Ontario, which has already sold C$4.6 billion ($3.4 billion) in bonds this fiscal year, needs to ensure that investors are willing to buy these long-term notes with yields so low, Mayman said. The yield on the government of Canada 30-year bond has dropped to about 2 percent, from almost 2.6 percent in October.

Investor Demand

“The offset is that with the flattening of the curve, investors may be less interested in going out there,” Mayman said. “So we need to make sure before we do a 30-year issue that investors are going to be there.”

On March 14, Ontario added C$750 million to its 2.9 percent 30-year bonds at a spread of 85 basis points over the Federal government securities with a similar duration, according to Bloomberg data. The notes are quoted at a spread of about 84 basis points to government bonds and around 6 basis points wider than the yield investors demand to hold comparable debt from Quebec, which is posting balanced budgets, according to bid prices on Bloomberg Tuesday.
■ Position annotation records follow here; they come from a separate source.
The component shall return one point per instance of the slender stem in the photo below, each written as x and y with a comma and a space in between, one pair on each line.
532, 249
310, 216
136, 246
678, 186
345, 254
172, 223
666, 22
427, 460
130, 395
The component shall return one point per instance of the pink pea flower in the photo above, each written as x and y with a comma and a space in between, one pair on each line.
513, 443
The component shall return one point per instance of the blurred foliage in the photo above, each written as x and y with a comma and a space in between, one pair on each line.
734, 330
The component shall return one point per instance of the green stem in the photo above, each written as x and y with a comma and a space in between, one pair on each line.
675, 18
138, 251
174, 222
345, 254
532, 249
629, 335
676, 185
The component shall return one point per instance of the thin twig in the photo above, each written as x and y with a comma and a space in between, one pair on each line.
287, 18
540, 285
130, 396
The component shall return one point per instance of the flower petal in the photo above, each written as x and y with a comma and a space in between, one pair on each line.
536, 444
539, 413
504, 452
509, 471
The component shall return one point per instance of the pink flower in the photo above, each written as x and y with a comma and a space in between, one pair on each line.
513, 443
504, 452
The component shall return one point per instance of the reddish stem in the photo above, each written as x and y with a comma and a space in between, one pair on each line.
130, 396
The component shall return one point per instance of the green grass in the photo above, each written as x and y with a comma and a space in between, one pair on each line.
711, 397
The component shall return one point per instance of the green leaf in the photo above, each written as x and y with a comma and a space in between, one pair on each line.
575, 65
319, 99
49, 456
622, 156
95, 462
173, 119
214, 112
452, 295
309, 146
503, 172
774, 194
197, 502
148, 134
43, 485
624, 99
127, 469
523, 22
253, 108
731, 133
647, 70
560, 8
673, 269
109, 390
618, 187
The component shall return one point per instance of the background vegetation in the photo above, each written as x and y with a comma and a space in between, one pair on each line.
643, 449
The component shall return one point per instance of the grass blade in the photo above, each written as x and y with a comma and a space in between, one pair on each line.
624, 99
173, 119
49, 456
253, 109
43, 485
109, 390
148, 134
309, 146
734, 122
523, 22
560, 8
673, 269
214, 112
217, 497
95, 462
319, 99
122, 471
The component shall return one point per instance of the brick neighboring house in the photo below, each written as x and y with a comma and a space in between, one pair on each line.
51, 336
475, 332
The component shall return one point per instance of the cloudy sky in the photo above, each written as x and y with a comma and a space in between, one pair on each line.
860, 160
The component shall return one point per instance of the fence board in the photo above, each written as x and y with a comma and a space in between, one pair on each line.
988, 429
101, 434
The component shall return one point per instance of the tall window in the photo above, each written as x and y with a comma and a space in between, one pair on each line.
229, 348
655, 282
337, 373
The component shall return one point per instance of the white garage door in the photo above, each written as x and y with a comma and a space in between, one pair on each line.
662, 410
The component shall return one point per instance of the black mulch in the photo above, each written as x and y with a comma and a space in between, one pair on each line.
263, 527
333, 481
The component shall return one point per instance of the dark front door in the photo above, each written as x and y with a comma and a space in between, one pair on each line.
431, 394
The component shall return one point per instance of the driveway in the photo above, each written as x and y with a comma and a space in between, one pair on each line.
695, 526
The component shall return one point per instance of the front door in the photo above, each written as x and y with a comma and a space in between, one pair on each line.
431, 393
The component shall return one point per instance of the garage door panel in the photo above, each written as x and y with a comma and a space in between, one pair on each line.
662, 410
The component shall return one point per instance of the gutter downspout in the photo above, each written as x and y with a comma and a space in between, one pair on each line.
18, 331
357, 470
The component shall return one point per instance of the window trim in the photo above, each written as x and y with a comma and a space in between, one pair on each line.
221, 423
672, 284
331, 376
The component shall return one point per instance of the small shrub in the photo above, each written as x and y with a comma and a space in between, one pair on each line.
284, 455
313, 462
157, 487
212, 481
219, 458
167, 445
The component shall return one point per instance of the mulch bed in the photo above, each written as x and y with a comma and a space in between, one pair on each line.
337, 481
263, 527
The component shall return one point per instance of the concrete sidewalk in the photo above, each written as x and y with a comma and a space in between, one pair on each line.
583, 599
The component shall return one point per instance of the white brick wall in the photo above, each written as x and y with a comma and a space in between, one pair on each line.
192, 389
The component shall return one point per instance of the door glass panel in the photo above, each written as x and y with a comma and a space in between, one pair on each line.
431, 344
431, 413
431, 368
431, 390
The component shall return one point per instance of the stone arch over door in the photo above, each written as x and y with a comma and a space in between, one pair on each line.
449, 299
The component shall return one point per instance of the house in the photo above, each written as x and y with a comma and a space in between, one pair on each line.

Ontario Plans to Sell More Green Bonds, Likes 30-Year Debt Terms

The province has set a target to raise 70 percent to 80 percent of its borrowing plan in Canadian dollars, though that could change slightly depending on market conditions, he said.

“If we end up with international markets, particularly in U.S. dollars or euros, particularly strong we might be below 70 percent,” he said. “We won’t go much above 80 percent because it’s really important for us to continue to borrow internationally.”

Ontario also plans to ramp up its sales of green bonds, which are used to finance projects like renewable energy or public transit that can help reduce the emissions of green-house gases. Ontario sold one green bond in January, for the fiscal year that ended March 31.

“We may look at doing more than one this year,” Mayman said.

At the same time, the province will continue its fight to block the federal government’s imposition of a carbon tax, which went into effect April 1 after Premier Doug Ford scrapped a previous cap and trade program.

Danger Tax

“There is a clear and present danger with this carbon tax,” Finance Minister Vic Fedeli said in the same interview, adding that carbon taxes aren’t the only way to fight climate change. Ontario has joined Alberta, Manitoba and other provinces in a court challenge to the tax imposed by Prime Minister Justin Trudeau on provinces that don’t have their own tax plan.

Fedeli said he’s optimistic the province will get a debt upgrade from credit rating companies as Ontario moves ahead with its five-year plan to balance the books. The upgrade may take a year or two, Mayman said.

“They understand where we are going,” Fedeli said. “They know we have a path to balance.”

Even as the region is reigning in spending, its net debt will rise by more than C$16 billion to C$359.9 billion at the end of the current fiscal year, and the region’s net debt to GDP is expected to end this year at a record high 40.7 percent.

Borrowing Plan

Ontario, the world’s largest issuer of sub-sovereign debt, aims to borrow C$36 billion of long-term debt and increase its outstanding short-term securities by C$1.2 billion during the current fiscal year, the government said in its recent budget. That compares with C$39.6 billion of long-term debt raised in the previous period.

On April 11, the government unveiled a budget plan that will eliminate the annual deficit by fiscal 2023-24, after a projected shortfall of C$11.7 billion in the fiscal year that ended on March 31. For this fiscal year, the province’s 11th straight deficit is estimated at C$10.3 billion, including a buffer of C$1 billion.